Ne evde hiçleştirilen geleneksel kadın, ne de obje haline getirilen batılı kadınız. Bir üçüncü yolu sunan Hz. Fatıma'nın aksiyoner ve üretken mirasının peşine düştük. Kadının çocuğunu eğitmek zorunda olduğu ve evini korumaya mecbur olduğu fikrine katıldık. Ama bunun sanattan edebiyattan ilim tahsilinden ayrı olabileceğini düşünenlerden de ışık hızıyla ayrıldık... Aşırı şekilde süslenerek topluma karışan örtülü veya örtüsüz kadından uzağız.

Dini sadece kendimize indirgeyerek ve sosyal boyutunu tıraşlayarak "bireysel" yada "butik" davranışları kabulleniyor ve "biz" kaygısından "ben"e pupa yelken ilerliyoruz.

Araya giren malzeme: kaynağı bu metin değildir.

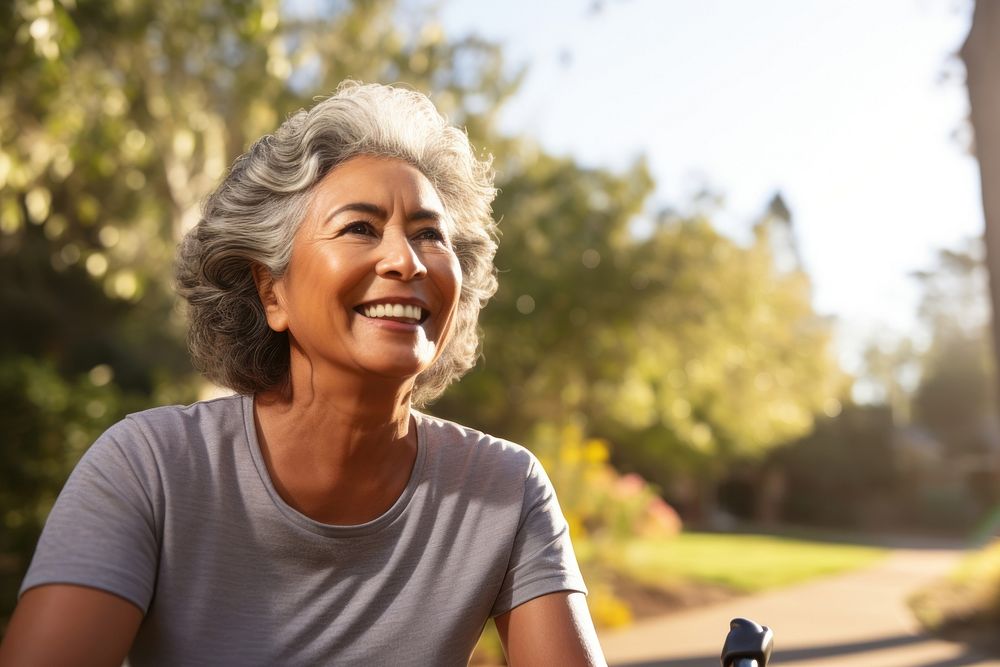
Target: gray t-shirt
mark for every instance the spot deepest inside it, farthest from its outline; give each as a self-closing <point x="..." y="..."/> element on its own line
<point x="173" y="509"/>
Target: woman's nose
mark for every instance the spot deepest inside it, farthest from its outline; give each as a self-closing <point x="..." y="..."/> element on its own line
<point x="399" y="260"/>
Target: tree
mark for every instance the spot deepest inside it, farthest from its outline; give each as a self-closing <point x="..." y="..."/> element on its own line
<point x="116" y="119"/>
<point x="981" y="54"/>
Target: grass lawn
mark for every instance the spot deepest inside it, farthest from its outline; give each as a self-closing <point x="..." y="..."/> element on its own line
<point x="745" y="563"/>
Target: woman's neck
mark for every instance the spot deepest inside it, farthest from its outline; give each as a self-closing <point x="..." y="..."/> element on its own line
<point x="337" y="452"/>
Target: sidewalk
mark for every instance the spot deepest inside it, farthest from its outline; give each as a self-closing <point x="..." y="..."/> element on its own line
<point x="853" y="620"/>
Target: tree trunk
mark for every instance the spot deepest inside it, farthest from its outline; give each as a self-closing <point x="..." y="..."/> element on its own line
<point x="981" y="54"/>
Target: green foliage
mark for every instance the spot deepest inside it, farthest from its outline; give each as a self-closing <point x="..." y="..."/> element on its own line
<point x="603" y="509"/>
<point x="116" y="119"/>
<point x="48" y="422"/>
<point x="745" y="563"/>
<point x="843" y="473"/>
<point x="690" y="352"/>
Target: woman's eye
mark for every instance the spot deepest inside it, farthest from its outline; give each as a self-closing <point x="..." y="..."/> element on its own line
<point x="430" y="234"/>
<point x="363" y="228"/>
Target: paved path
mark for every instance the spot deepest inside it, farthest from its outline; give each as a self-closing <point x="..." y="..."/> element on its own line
<point x="858" y="619"/>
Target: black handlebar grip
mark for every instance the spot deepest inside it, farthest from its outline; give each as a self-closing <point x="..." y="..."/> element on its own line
<point x="747" y="641"/>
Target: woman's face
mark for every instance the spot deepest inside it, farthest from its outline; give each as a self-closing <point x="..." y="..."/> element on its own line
<point x="373" y="281"/>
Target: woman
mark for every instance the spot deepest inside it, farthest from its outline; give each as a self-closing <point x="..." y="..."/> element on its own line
<point x="334" y="281"/>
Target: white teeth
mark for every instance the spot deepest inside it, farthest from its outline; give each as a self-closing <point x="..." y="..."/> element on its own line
<point x="394" y="310"/>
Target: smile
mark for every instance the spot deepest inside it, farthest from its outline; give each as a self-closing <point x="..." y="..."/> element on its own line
<point x="395" y="311"/>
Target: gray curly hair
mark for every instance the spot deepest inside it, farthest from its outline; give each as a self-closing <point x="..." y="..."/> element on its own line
<point x="253" y="215"/>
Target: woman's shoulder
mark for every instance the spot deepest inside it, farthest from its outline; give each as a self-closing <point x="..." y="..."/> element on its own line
<point x="217" y="414"/>
<point x="462" y="445"/>
<point x="175" y="431"/>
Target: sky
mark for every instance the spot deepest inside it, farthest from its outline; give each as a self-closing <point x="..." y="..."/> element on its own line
<point x="853" y="109"/>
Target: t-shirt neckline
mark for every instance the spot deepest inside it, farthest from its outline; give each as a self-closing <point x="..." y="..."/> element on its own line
<point x="325" y="529"/>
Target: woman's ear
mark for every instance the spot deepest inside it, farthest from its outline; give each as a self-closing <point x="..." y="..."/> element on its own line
<point x="269" y="291"/>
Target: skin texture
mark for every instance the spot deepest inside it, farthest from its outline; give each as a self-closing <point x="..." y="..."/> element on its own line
<point x="61" y="625"/>
<point x="337" y="439"/>
<point x="552" y="629"/>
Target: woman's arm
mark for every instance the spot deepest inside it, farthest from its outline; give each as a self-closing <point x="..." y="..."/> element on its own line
<point x="61" y="624"/>
<point x="554" y="629"/>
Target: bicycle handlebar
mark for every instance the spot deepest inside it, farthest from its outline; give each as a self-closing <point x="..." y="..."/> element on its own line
<point x="747" y="644"/>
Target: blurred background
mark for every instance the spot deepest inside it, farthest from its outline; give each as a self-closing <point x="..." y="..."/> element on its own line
<point x="743" y="278"/>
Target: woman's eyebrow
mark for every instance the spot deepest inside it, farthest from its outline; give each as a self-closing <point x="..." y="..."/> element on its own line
<point x="359" y="207"/>
<point x="380" y="213"/>
<point x="425" y="214"/>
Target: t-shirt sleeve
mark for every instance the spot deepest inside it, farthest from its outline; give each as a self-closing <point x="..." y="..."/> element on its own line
<point x="102" y="530"/>
<point x="542" y="559"/>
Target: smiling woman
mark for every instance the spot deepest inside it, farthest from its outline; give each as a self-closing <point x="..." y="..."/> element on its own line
<point x="315" y="517"/>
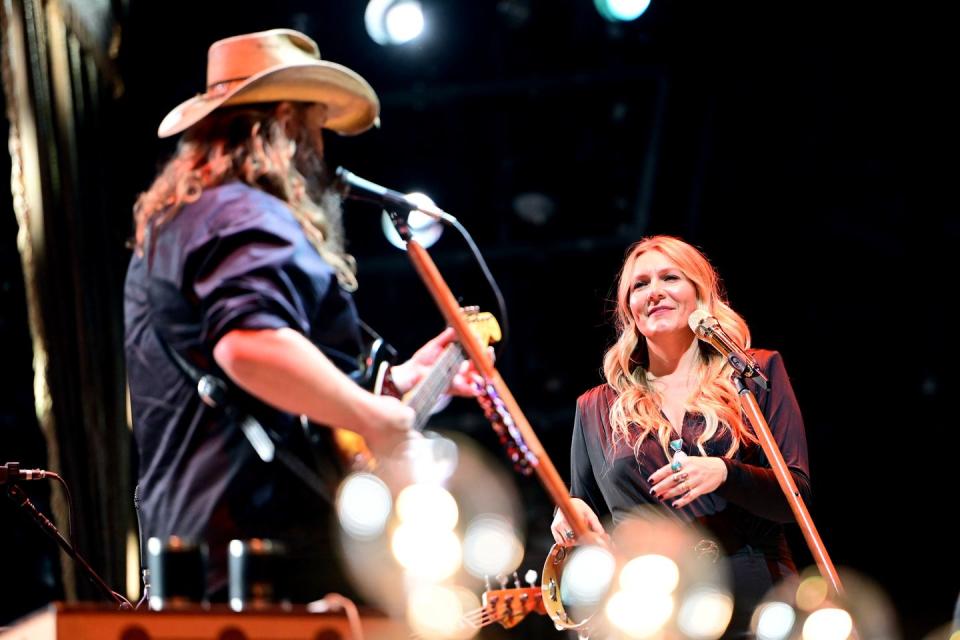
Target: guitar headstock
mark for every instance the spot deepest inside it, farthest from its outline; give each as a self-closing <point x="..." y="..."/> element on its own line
<point x="510" y="606"/>
<point x="483" y="324"/>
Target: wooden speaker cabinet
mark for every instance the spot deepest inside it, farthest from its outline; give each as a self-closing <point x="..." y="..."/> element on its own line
<point x="93" y="622"/>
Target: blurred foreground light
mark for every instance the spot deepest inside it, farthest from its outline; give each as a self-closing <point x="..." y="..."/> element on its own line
<point x="639" y="618"/>
<point x="425" y="552"/>
<point x="621" y="10"/>
<point x="812" y="593"/>
<point x="435" y="611"/>
<point x="775" y="621"/>
<point x="491" y="547"/>
<point x="424" y="229"/>
<point x="363" y="506"/>
<point x="391" y="22"/>
<point x="587" y="576"/>
<point x="427" y="506"/>
<point x="705" y="614"/>
<point x="808" y="608"/>
<point x="828" y="624"/>
<point x="650" y="574"/>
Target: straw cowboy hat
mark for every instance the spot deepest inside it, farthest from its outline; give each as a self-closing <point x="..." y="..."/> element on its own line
<point x="272" y="66"/>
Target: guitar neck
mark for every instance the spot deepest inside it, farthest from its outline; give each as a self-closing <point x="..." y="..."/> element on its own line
<point x="428" y="391"/>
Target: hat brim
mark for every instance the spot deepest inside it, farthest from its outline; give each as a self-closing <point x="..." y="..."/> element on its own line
<point x="352" y="105"/>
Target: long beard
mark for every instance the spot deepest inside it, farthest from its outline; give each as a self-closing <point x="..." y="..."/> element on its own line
<point x="318" y="183"/>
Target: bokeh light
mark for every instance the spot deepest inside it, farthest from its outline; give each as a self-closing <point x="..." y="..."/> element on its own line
<point x="363" y="505"/>
<point x="807" y="608"/>
<point x="621" y="10"/>
<point x="774" y="621"/>
<point x="491" y="547"/>
<point x="828" y="624"/>
<point x="673" y="582"/>
<point x="394" y="22"/>
<point x="436" y="611"/>
<point x="425" y="229"/>
<point x="451" y="520"/>
<point x="426" y="552"/>
<point x="650" y="575"/>
<point x="641" y="618"/>
<point x="705" y="613"/>
<point x="587" y="576"/>
<point x="427" y="505"/>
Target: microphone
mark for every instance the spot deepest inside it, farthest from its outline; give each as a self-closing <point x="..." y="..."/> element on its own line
<point x="11" y="472"/>
<point x="350" y="185"/>
<point x="709" y="330"/>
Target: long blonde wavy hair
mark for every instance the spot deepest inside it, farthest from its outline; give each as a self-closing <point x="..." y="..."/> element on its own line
<point x="624" y="364"/>
<point x="255" y="145"/>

Oturduğun yerde "vicdan yapmak" ne işe yarıyor ki...

Dişiliği ön plana çıkarıp kişiliği yok saymak eski bir cahiliye geleneğidir.


Ayşegül Genç, ülkemizde uzun yıllardır tartışması yapılan, herkesin bir tarafından tutup çekiştirdiği başörtüsü konusunu ana eksene almış  (şöyle zulüm gördük, böyle sıkıntı çektikten ibaret bir kitap değil, onu belirtmek isterim).
Dar bir perspektif düşünülmesin başörtüsü dediğim için; yazar hiç çekinmemiş, hem nalına hem mıhına hesabı, yeri geldiğinde gidişattaki hal ve hareketleri inceden inceden dokundurmuş hem başörtülülere hem de onlara (hem olumlu hem olumsuz anlamda) bazı sıfat ve beklentileri yükleyenlere.

İlginç konular da var içerikte, mesela; 
marka pazarlamak için reklamlarda çocukların kullanılıyor olması, 
sosyal medyada ulu orta her şeyin fotoğrafının paylaşılıyor olmasının arkasındaki haleti ruhiye,
çocuk esirgeme yurtlarına ziyaret için gitmeden çok çok önce insanın psikolojik olarak buna hazırlanması gerektiği (bu bölüm beni gerçekten derinden etkiledi, çok haklıydı yazdıklarında), 
başörtülü bayanların giyim kuşamlarının günümüzde ne hallerde olduğu ve tesettür modası diye bir şeyin ne mantığı olduğu gibi...

Aslında özetle şunu söyleyebilirim; içimden geçen pek çok şeyin yazıya aktarılmış halini okudum ben bu kitapta. Zaman zaman kendi başımdan geçenleri, hissettiğim çaresizlikleri samimi bir arkadaşımla sohbet ortamında konuşuyor gibi hissettim. Sayısını bilemeyeceğim kadar çok kitap varken evrende, tekrar tekrar okuyabilirim dediğim ender kitap vardır hayatımda. Ve bu kitap da artık onlardan bir benim için, bunu gönül rahatlığı ile söyleyebilirim.

Kitabı bitirdiğimde vardığım kanı; yazarın hissiyatlı, insancıl ve bir müslümana yakışacak hal ve hareketleri mümkün olduğunca tatbik etmeye çalışan bir bayan olduğu.

Severek okudum, gönül rahatlığı ile de -naçizane- tavsiye ederim.